Tuesday, April 28, 2009

6. Why do bad things happen to good people?

Why do good things happen to good people? Why do good things happen to bad people? Why do bad things happen to bad people? Is it all just random chance? Is it all without purpose or end? Is it fate? Is it karma? Is it perception of what is good and what is bad? What is bad for one could be good for another. Some guy getting laid off may mean that the single mother does not.

Also, from a biblical worldview, there is no such thing as a “good person” (Ps 14.1-3, 53.1-3; Eccl 7.20; Rom 3.12). Christian and non-Christian are all equally guilty of sin and all are equally deserving of nothing but wrath and punishment for our crimes (see answer to question 3). That is why Christianity is not a religion based on morality or being a good person. Good people die and wake up in hell. Rather, what Christians aspire for is the grace of God provided through the sacrifice of Jesus on the cross. That is the only atonement for our rebellion and dysfunction as God’s creatures.

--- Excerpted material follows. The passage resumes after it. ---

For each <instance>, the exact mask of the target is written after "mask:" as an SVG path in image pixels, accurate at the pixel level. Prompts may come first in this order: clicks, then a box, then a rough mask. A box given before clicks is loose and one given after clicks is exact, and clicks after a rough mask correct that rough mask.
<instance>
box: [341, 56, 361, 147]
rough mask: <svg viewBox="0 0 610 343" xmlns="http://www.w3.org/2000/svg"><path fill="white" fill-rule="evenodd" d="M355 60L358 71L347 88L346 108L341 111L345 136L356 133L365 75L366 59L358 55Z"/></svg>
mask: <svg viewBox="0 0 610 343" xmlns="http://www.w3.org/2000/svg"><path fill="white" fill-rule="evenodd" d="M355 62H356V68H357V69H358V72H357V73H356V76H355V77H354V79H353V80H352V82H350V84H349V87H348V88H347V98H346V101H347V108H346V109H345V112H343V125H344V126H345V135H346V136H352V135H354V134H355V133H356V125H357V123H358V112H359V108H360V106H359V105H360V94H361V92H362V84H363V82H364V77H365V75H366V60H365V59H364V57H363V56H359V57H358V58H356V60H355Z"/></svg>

Even so, there are happenings in our world that are tragic and they do happen to what we would call innocent people. And the question of why is timeless and fundamental to understanding our condition. When God created the world, he created it to be very good (Gen 1.31). Therein, he gave man and woman dominion over it and there was order and harmony (Gen 1.26, 28; 2.15). However, we became arrogant and proud and sinned. We decided that there was wisdom and life apart from God and what we found was confusion and death. God cursed humanity and declared,

“To Adam he said, ‘Because you listened to your wife and ate from the tree about which I commanded you, ‘You must not eat of it,’ Cursed is the ground because of you; through painful toil you will eat of it all the days of your life. It will produce thorns and thistles for you and you will eat the plants of the field. By the sweat of your brow you will eat your food until you return to the ground, since from it you were taken; for dust you are and to dust you will return.” Gen 3.17-19.
What this means is that because of sin, life is a struggle and the world in which we live is working against us. We will fight to survive, working against the dirt, and in the end the dirt will win. We will die and the earth will mock us because it endures and we do not. Natural disasters like floods, earthquakes, tsunamis, fires will kill us and destroy what we have worked so hard to build. Diseases will ravish our bodies and we will be crippled by viruses and bacteria. No one is immune. No amount of knowledge or wisdom can preserve us, or save us. Every person who has ever lived has died and we will too and so will those who come after us (Heb 9.27). And in the mean time, our life will be plagued by struggle and heartache. Horrible things will happen to us; we will be betrayed by those we love and others will seek to harm us and destroy our lives. Drunk drivers will kill our children, perverts will molest our sisters and rape our mothers and we are left asking why? We live in a fallen, crooked and depraved world. It is a world separated from God by sin. And what I mean by sin is not simply moral failures, but rather the condition of humanity and creation that has resulted in the separation between creation (us and our world) and creator (God). Sin has corrupted and frustrated every aspect of our lives and God has laid this curse upon us, not because he is vindictive and hates us, but rather because he loves us. He wants us to look out upon our world and see what our separation from him has done and cry out to him asking for the grace and mercy needed to restore that initial community we shared with him in Eden. And although, that restoration has not come to pass fully, the hope for that day is found in the life, death, burial and resurrection of Jesus Christ. It is a hope that one day, bad things wont happen. We will all be judged according to God’s holiness and he will condemn those who defy them and give grace to those who love him (Tit 3.7). It is then that Jesus will reign over the earth as king and lord. It is then that the concept of “shalom” or peace will be made a reality. A peace that is not simply the absence of conflict, but the presence of unity and love between people, the world we live in, and the God who created it all (Rev 21.3-4).